In Chesterfield, there was an anti-austerity open meeting, while GMCDP ran a campaigning stall in Urmston, Greater Manchester, with the help of GMCDP member Brian Hilton, who designed the postcard.

Meanwhile, DPAC organised a mass tweet for those who were not able to take part in marches and other events on the day, generating thousands of tweets through the #saveILF hashtag and on the subjects of European austerity and ENIL’s European election manifesto.

DPAC also used the day to host an article about the campaign group Quiet Riot, whose young disabled members do not use the spoken word.

The article aims to show the importance of inclusive education and facilitated communication – through which a facilitator supports a disabled person to use a keyboard by managing their movements – which is used by several of the group’s members.

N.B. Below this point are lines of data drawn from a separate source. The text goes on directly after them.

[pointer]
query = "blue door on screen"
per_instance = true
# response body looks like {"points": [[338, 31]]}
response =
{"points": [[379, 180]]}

Anthony Kletzander, one of the members of Quiet Riot, says in the article: “I’m wondering if using facilitated communication will help to understand me better and give me some respect.

“I wish more people were given the chance to use facilitated communication it is great to be given a voice.”

Fellow member Blake Williamson adds: “I feel very lucky to have been surrounded by people who respected my communication giving me a limited experience of negativity around FC.

“I do however know that there are those who dismiss FC, I see this in their faces and reactions.

“My concerns are for those young disabled people who, for whatever reason, are affected by such situations.”

Across Europe, there were marches, panel discussions, protests and other events held to mark European Independent Living Day, in Belarus, Estonia, France, Greece, Italy, the Netherlands, Norway, Serbia, Sweden and Slovenia.

And in Bulgaria, members of CIL Sofia visited Sofia airport with posters declaring their wish to emigrate to a country with better living conditions for disabled people.

In Dublin, disabled activists Martin Naughton and Michael McCabe sat in a cage in front of a European Union building to highlight how cuts to support were leaving many disabled people feeling imprisoned and isolated.

In Berlin, there was a demonstration by more than 1,000 disabled activists and allies in front of the German parliament building.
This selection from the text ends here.